Sekadar intermezo, di kampung saya ada geng anak muda bernama Jibril. Jibril? Yup, kepanjangannya adalah Jiwa Berandal Ingat Ilahi. Gubrak! Kayak gimana ingat ilahi? Apa ketika hendak nenggak minuman keras baca doa dulu? Terus ketika sendawa bilang alhamdulillah? Walah, itu mah sama dengan mengaduk-ngaduk antara yang haq dengan yang bathil dong.
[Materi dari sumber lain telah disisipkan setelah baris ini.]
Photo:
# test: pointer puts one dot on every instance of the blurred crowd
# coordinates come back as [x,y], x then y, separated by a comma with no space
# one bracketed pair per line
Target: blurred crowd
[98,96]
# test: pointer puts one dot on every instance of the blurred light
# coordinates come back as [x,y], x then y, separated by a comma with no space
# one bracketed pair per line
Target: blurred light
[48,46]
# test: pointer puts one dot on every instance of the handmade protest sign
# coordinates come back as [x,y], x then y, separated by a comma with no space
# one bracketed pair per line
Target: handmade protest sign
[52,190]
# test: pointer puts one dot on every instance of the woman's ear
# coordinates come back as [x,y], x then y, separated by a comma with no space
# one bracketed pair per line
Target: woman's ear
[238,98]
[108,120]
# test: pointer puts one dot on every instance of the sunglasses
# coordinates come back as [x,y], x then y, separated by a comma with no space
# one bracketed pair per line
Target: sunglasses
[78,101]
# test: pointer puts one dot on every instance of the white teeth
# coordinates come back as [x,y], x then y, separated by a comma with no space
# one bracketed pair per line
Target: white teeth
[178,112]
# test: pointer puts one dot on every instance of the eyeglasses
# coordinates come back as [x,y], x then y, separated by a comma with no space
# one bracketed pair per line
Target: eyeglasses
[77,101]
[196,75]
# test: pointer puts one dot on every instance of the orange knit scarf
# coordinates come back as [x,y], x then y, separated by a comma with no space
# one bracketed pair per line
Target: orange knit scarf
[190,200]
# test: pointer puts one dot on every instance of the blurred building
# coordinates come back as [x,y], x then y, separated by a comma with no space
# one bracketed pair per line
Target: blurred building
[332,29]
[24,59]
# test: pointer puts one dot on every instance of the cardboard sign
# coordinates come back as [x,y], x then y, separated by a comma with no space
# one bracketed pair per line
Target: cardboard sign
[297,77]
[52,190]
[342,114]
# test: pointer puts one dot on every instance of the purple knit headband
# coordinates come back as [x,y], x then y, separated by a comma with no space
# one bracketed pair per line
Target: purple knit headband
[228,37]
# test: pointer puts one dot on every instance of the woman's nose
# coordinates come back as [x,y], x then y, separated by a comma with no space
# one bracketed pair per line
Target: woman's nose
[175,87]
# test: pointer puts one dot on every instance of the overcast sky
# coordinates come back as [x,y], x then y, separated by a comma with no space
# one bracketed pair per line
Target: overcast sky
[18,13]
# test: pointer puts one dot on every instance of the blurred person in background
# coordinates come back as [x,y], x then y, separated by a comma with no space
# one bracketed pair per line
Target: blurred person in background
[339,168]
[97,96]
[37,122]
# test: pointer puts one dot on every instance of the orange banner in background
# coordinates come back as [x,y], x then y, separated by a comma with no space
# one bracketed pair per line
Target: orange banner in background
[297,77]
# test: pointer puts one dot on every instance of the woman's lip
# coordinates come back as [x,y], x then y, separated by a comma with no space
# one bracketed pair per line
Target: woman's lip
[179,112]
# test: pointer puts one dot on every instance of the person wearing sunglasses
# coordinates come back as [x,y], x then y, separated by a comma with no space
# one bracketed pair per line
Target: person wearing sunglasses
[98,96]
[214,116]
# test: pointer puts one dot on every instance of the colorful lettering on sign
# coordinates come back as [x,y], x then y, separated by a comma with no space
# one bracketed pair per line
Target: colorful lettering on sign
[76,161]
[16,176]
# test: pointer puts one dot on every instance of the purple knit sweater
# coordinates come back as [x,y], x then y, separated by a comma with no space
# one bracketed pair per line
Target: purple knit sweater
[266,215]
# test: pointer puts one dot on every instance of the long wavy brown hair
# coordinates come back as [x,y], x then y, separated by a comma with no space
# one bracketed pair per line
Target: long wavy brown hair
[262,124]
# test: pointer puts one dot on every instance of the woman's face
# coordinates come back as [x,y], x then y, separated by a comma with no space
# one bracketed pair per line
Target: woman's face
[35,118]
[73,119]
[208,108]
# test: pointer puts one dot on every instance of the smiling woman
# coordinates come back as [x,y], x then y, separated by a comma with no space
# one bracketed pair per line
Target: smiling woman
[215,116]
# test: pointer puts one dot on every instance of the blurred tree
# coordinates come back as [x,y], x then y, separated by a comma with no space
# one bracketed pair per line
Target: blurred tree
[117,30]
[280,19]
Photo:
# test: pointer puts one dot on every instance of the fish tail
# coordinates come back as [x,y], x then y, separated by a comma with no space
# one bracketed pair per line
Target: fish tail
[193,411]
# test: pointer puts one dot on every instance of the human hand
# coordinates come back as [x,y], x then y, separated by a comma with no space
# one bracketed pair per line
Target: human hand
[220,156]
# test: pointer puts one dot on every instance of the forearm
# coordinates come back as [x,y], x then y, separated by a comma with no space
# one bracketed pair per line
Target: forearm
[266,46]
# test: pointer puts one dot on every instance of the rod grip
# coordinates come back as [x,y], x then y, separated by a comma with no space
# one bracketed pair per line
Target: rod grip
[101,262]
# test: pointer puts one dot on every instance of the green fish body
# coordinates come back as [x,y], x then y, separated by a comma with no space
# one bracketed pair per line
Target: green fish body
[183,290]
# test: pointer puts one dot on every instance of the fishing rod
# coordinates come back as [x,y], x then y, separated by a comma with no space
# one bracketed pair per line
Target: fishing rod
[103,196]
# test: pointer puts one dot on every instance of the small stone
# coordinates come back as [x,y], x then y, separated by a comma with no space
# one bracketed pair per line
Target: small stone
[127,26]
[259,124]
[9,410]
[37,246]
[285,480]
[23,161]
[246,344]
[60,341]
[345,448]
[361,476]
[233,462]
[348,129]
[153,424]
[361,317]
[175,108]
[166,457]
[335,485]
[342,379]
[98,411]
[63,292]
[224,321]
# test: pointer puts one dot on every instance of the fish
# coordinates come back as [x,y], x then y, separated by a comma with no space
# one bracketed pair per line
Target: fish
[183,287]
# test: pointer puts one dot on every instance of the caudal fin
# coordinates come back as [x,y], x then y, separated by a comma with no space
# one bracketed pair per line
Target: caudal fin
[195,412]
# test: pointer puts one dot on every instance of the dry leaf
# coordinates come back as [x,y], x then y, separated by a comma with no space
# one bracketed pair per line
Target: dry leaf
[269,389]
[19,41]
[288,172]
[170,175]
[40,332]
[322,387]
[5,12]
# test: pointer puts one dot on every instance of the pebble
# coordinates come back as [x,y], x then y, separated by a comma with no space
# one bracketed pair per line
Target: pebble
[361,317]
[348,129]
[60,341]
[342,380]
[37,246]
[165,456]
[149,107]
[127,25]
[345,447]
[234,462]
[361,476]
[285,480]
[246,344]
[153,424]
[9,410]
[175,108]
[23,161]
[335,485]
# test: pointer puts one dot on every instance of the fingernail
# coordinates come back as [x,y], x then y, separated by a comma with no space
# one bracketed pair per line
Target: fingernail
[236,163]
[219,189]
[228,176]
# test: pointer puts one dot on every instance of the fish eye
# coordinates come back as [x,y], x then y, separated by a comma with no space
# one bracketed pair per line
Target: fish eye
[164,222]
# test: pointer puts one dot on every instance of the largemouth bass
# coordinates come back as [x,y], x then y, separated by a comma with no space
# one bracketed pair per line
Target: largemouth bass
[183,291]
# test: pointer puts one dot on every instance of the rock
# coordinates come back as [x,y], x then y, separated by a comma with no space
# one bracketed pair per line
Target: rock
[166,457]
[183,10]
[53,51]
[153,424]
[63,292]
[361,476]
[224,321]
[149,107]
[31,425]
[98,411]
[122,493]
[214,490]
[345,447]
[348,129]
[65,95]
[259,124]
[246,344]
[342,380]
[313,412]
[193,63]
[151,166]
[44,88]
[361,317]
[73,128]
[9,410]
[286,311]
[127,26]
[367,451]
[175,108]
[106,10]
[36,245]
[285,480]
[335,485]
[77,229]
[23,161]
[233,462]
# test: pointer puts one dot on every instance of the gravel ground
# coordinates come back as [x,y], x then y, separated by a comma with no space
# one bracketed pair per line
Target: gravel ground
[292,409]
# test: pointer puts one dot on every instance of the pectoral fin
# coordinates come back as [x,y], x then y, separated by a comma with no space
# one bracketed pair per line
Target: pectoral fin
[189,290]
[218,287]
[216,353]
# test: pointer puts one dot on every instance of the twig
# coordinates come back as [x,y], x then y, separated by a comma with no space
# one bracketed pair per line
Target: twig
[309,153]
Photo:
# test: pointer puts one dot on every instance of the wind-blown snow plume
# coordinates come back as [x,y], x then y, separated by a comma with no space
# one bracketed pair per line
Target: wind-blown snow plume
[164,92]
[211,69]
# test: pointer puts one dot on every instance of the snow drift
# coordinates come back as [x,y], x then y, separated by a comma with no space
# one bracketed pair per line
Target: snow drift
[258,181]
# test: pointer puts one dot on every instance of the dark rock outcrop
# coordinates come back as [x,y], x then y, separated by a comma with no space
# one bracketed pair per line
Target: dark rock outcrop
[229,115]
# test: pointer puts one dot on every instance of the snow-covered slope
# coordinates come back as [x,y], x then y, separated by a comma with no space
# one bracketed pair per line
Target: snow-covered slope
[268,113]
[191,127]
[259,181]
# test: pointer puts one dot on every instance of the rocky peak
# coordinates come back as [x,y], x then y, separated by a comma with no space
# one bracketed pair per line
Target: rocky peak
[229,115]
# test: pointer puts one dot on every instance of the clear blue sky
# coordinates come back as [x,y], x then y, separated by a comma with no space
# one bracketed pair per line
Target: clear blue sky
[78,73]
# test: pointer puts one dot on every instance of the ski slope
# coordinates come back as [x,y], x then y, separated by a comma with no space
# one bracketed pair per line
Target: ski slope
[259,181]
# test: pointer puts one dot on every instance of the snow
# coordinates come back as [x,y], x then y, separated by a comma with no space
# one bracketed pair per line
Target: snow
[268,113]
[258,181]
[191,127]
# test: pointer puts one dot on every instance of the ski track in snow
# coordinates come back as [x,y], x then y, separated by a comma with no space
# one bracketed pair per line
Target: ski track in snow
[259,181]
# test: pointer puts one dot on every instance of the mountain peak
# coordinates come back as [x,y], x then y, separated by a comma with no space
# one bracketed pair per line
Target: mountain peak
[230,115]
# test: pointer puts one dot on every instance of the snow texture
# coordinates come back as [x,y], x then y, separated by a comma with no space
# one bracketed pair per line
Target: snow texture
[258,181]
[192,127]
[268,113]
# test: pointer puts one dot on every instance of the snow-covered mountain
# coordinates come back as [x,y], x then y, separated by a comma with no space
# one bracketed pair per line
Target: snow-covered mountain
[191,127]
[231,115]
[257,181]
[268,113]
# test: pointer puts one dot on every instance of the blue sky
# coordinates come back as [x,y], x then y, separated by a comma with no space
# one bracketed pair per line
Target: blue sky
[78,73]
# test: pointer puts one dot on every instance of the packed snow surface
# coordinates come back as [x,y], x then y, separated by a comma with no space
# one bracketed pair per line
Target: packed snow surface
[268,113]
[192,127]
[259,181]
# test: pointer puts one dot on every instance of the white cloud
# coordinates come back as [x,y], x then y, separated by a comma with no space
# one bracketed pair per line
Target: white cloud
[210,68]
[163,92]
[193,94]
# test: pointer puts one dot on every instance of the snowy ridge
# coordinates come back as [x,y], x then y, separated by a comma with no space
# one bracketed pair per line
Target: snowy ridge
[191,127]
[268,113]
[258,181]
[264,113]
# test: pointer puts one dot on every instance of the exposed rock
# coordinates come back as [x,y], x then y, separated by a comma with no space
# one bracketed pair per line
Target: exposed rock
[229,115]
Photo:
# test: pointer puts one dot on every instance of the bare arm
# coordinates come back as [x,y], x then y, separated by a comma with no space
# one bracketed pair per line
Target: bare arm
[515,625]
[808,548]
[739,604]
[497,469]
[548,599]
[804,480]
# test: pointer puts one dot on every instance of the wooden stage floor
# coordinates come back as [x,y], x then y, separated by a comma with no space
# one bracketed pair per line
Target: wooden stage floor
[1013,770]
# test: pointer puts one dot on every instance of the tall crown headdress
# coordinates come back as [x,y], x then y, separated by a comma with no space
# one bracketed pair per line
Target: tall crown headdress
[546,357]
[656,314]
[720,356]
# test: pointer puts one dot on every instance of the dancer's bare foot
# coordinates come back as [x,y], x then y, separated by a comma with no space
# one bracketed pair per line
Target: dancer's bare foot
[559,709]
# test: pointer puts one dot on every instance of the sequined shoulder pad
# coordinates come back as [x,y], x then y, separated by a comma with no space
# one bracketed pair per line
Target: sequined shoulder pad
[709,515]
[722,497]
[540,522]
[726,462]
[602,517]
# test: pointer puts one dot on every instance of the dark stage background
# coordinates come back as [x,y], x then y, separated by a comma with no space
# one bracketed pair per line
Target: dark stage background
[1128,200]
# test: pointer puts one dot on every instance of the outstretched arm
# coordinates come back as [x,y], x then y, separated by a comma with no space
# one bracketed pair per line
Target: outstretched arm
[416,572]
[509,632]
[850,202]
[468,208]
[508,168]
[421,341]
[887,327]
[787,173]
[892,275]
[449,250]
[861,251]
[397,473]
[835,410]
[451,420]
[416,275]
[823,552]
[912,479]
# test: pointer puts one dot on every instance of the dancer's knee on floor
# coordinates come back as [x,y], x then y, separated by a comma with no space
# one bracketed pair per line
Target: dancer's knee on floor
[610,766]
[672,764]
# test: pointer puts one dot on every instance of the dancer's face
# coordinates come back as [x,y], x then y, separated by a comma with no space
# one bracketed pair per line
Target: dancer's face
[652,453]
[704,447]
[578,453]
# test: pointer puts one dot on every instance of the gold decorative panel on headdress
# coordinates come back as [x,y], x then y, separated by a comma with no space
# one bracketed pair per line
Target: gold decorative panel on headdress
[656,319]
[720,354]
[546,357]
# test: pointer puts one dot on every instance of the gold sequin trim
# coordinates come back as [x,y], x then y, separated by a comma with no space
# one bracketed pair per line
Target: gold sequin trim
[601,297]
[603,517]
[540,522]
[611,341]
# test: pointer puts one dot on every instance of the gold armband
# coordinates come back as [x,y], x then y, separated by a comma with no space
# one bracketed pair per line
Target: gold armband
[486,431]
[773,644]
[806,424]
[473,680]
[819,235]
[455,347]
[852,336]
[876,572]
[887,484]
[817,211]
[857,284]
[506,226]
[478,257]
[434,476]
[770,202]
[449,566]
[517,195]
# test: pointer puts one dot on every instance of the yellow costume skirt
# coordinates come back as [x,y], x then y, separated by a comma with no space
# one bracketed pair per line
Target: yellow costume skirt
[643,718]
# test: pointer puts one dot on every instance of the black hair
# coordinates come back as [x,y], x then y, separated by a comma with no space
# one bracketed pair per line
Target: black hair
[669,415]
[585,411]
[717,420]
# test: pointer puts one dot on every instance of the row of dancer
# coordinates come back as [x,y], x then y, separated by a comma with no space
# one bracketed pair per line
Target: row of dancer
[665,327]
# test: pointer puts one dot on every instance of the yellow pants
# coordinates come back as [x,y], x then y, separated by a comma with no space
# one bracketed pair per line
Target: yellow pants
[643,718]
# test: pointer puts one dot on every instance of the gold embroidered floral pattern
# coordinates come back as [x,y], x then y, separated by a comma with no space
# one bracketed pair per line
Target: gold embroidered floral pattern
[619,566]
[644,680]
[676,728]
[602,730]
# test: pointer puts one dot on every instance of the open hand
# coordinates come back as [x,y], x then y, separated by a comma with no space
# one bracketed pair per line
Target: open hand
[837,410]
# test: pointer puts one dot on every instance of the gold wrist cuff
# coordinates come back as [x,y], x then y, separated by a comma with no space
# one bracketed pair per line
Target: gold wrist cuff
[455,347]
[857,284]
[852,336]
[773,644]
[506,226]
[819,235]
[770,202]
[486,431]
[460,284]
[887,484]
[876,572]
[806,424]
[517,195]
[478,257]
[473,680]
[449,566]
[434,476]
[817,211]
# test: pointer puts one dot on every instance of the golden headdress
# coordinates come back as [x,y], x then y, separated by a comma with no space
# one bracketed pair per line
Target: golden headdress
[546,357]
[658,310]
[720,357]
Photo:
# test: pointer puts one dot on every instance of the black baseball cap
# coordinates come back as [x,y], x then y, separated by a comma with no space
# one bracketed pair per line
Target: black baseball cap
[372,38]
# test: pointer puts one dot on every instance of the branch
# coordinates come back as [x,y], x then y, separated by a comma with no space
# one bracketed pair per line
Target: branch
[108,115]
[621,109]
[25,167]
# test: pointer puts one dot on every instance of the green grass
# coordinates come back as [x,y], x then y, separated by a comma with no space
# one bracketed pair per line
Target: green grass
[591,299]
Memang antara perjuangan menegakkan syariat Islam melalui pemilu dalam sistem demokrasi nggak bisa disamain dengan geng anak muda tadi. Tapi alasan saya memasukkan contoh tadi dalam tulisan ini, adalah lebih menekankan, bahwa perbuatan kita nggak bisa cuma diukur dari jargon hebat dan islami, nggak juga dinilai dari niat baik saja. Kenapa? Karena jalan yang kita tempuh pun kudu ajeg mengikuti perintah Allah dan Rasul-Nya. Pendek kata, niat saja belum cukup, kalo caranya bertentangan dengan aturan Allah dan Rasul-Nya. Begitu…
Lho memangnya nggak boleh ya ikut pemilu dalam sistem demokrasi? Ehm, jawabannya cukup dengan kaidah syara ini: Wasilah (sarana) yang pasti menghantarkan kepada perbuatan haram adalah juga haram.
Sobat muda muslim, kayaknya kita udah ngelotok abis kalo ditanya demokrasi itu apa. Lidah kita udah fasih nyebutin bahwa demokrasi adalah pemerintahan dari rakyat, oleh rakyat, dan untuk rakyat. Artinya apa? Rakyatlah yang berkuasa. Rakyatlah yang punya kedaulatan. Saking berkuasa dan berdaulat, maka rakyat (melalui wakilnya yang udah dipilih dalam Pemilu) akan memerintah suatu negara, termasuk membuat undang-undang untuk mengatur kehidupan umat manusia. Ini yang jadi masalahnya, Bro!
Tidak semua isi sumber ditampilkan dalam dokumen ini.